The example - docker-compose and configuration files are prepared for starting a single (local) instance of Spark and Trino compute engines.
Standard List/Read/Select operations are supported in Spark (SQL and DataFrames) and Trino - note that it is a read-only logical representation of Kafka data so no modifying operations are supported.
- Account on Streambased cloud created and configured with a Kafka cluster. API Key and Secret should be noted down.
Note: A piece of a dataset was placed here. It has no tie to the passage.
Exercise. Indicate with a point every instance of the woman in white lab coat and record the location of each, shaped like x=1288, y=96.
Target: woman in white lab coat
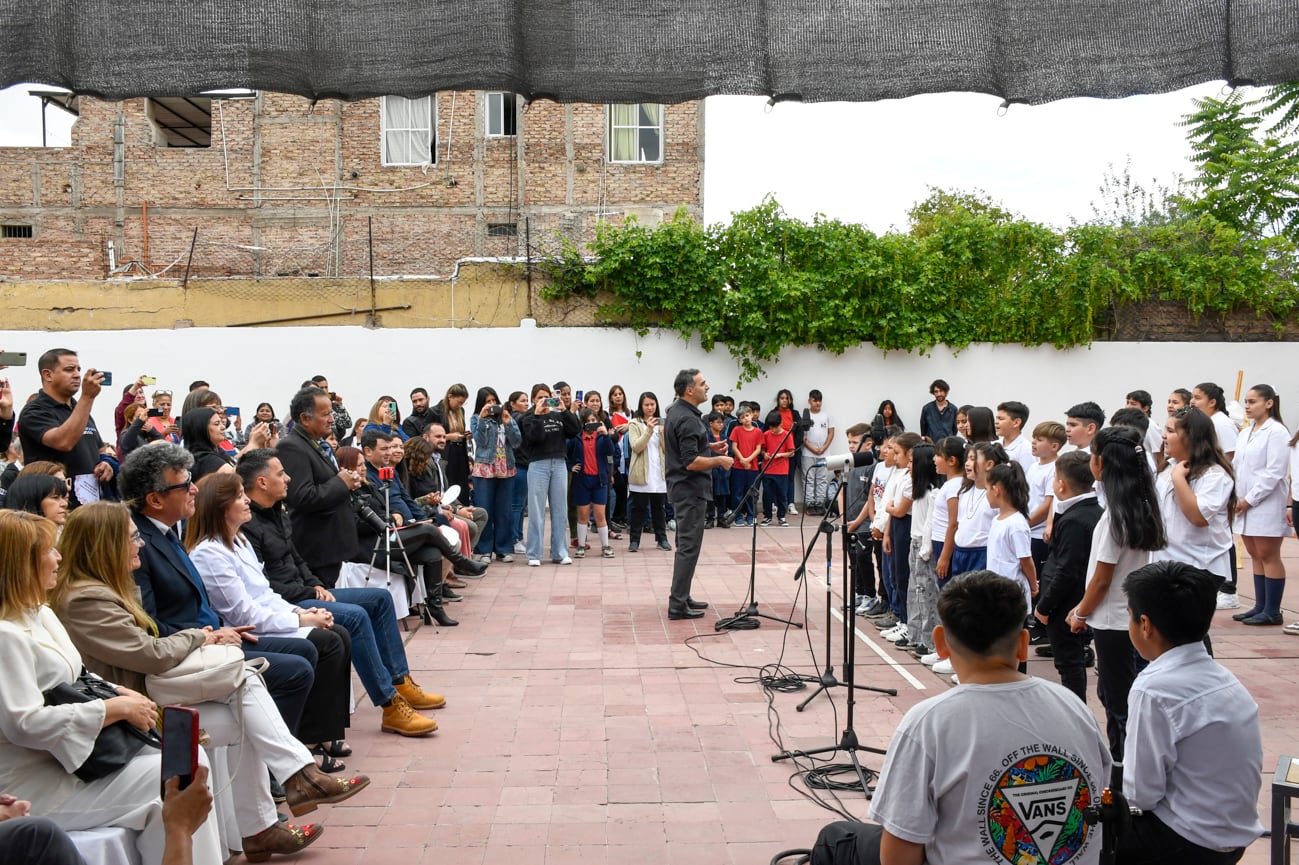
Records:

- Docker & Docker Compose available on the client machine
Irrespective of whether Spark or Trino (or both) is used - following are common preparation steps:
- Populate streambased.env according to your account / ISK / SSK region to use
- ACCESS_KEY= # Set to your account's Streambased API Key
- SECRET_KEY= # Set to your account's Streambased Secret Key
- ISK_ENDPOINT= # Set to Streambased ISK (Iceberg Catalog) regional endpoint to use e.g. https://us-west2-isk-beta.streambased.cloud
- SSK_ENDPOINT= # Set to Streambased SSK (Storage Catalog) regional endpoint to use e.g. https://us-west2-ssk-beta.streambased.cloud
- Start Spark container
docker compose up -d spark-iceberg
- Open Spark SQL CLI
docker compose exec -it spark-iceberg spark-sql
- Set default namespace to
isk
-USE isk;
- List tables (topics) -
SHOW tables;
- Select first 10 results from table(topic) -
SELECT * FROM tablename LIMIT 10;
- replace tablename with a topic that exists - e.g.transactions
in demo cluster.
Spark container starts up Jupyter server with UI on http://localhost:8888/tree/notebooks
- Open Jupyter Web UI
- You can create a new notebook - which will be stored in mapped folder on your machine -
docker_demo/spark/notebooks
- Simple notebook is already included for example of interaction with ISK.
In addition working with Java and Spark Dataframes is supported both in Jupyter and Spark-shell (docker exec -it spark-iceberg spark-shell
)
- Start Trino container
docker compose up -d trino
- Start Trino CLI
docker compose exec -it trino trino --server=localhost:9080
- set Catalog and Namespace to use -
USE streambased.isk;
- Show tables (topics) -
SHOW tables;
- Select first 10 results from a table (topic) -
SELECT * FROM tablename LIMIT 10;
- replace tablename with a topic that exists - e.g.transactions
in demo cluster.